American veteran detained in North Korea may be victim of mistaken identity

After an 85-year-old American war veteran was dragged off an airplane and thrown in a North Korean prison a month ago, there are new reports he may have been the victim of mistaken identity.

Merrill E. Newman was traveling with a group on a tour bus through North Korea, and was taken away after boarding an Oct. 26 flight out of the country, his family says.

"They had checked out of the hotel, gone to the airport, boarded the plane," his son Jeffrey Newman told ABC News. "We understand [they] were five minutes from taking off when the Korean official came aboard, asked to see his passport then asked the stewardess to ask him to leave the plane and he left the plane with apparently no incident or drama and he's been there ever since."

But the North Koreans may have thought they were detaining a highly decorated U.S. Korean War veteran who happens to have the same -- or almost the same -- name as him.

Merrill H. Newman, 84, was awarded the Silver Star for holding off a heavy Chinese attack during the war. Both men fought in the Korean War, have almost identical names and are around the same age.

"The thought did occur to me ... that maybe there's a case of mistaken identity," Merrill H. Newman, who lives in Beaverton, Ore., told Reuters.

The family of 85-year-old Merrill E. Newman, now say they fear for his health and safety.

Merrill E. Newman’s wife says the whole thing was a “misunderstanding” and has been pleading with officials at the State Department to intervene.

"We just hope whatever that misunderstanding is will be resolved very quickly and that he can return,” his wife Lee told ABC News.

The biggest worry now, Merrill E. Newman’s family says, is that the former finance executive has a heart condition and has run out of medication.
His family reportedly has sent more medicine to authorities in Beijing with the hope that they can get it to Newman. The medicine has since been picked up by a Swedish ambassador and flown to Pyongyang. However, his family says they have no idea whether he has received the medicine. Swedish Embassy officials are negotiating on Merrill E. Newman’s behalf with North Korea because the United States has no diplomatic dies to North Korea, the State Department has said.

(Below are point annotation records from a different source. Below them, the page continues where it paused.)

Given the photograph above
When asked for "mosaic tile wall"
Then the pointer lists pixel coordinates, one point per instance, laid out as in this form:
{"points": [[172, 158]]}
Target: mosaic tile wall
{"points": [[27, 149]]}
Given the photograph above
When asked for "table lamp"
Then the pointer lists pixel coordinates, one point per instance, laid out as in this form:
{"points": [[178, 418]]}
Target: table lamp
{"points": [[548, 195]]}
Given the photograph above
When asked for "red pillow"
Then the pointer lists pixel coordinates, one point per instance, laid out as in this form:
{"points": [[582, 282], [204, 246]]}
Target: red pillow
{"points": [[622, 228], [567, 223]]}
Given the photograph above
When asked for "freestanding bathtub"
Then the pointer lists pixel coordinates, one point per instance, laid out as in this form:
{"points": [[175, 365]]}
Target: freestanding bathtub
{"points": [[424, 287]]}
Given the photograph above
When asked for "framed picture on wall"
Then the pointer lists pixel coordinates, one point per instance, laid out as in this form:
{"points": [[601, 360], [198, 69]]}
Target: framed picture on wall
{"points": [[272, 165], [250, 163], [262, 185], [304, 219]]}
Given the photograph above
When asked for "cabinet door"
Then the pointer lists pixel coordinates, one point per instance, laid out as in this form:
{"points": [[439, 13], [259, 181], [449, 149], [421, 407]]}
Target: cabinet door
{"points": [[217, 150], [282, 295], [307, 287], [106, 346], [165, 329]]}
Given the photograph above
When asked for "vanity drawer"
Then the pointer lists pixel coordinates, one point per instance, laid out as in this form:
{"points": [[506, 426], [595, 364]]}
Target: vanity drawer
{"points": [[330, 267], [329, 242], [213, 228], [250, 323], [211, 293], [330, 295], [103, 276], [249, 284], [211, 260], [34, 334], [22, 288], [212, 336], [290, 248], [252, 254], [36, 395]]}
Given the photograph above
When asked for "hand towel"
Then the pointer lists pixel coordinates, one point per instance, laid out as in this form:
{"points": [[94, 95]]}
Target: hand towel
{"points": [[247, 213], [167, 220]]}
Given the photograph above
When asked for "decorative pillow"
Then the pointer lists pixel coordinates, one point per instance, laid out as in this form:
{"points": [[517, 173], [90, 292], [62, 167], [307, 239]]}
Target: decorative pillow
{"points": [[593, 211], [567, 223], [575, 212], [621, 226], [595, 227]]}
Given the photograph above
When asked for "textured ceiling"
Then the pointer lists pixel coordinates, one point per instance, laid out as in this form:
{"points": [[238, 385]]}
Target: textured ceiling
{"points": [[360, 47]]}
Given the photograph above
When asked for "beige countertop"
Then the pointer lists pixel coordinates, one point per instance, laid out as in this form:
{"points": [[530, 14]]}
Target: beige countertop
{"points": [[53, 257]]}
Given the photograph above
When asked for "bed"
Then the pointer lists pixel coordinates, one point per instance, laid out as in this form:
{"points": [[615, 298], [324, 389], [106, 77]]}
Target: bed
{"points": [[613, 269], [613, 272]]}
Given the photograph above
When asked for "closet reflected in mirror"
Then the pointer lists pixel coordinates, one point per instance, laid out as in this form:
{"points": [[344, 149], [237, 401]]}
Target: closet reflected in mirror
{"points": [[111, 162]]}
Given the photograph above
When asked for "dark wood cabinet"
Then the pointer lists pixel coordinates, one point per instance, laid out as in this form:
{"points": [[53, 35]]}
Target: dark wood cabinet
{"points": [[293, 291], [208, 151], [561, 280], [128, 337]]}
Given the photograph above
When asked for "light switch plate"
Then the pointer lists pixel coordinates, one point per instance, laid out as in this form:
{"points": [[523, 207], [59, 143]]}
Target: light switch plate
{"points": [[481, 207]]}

Calls to the State Department by for additional comment were not returned.

“We've no contact from him. We know nothing about his status,” his son said.

Merrill E. Newman had spent three years in North Korea as an infantry officer during the Korean War. He had traveled to South Korea in the past but had wanted to return to North Korea, his son said.

Since 2009, North Korea has detained six Americans, including Kenneth Bae, 45-year-old a Korean-American Christian missionary. Bae was arrested a year ago while leading a group of tourists in the northeastern part of the country. Bae is a U.S. citizen but had been living in China for the past seven years. He was sentenced to 15 years’ hard labor but was transferred to a hospital after falling ill.

In late August, an invitation sent from North Korea to a senior U.S. envoy to discuss Bae’s release was rescinded.

The Associated Press contributed to this report.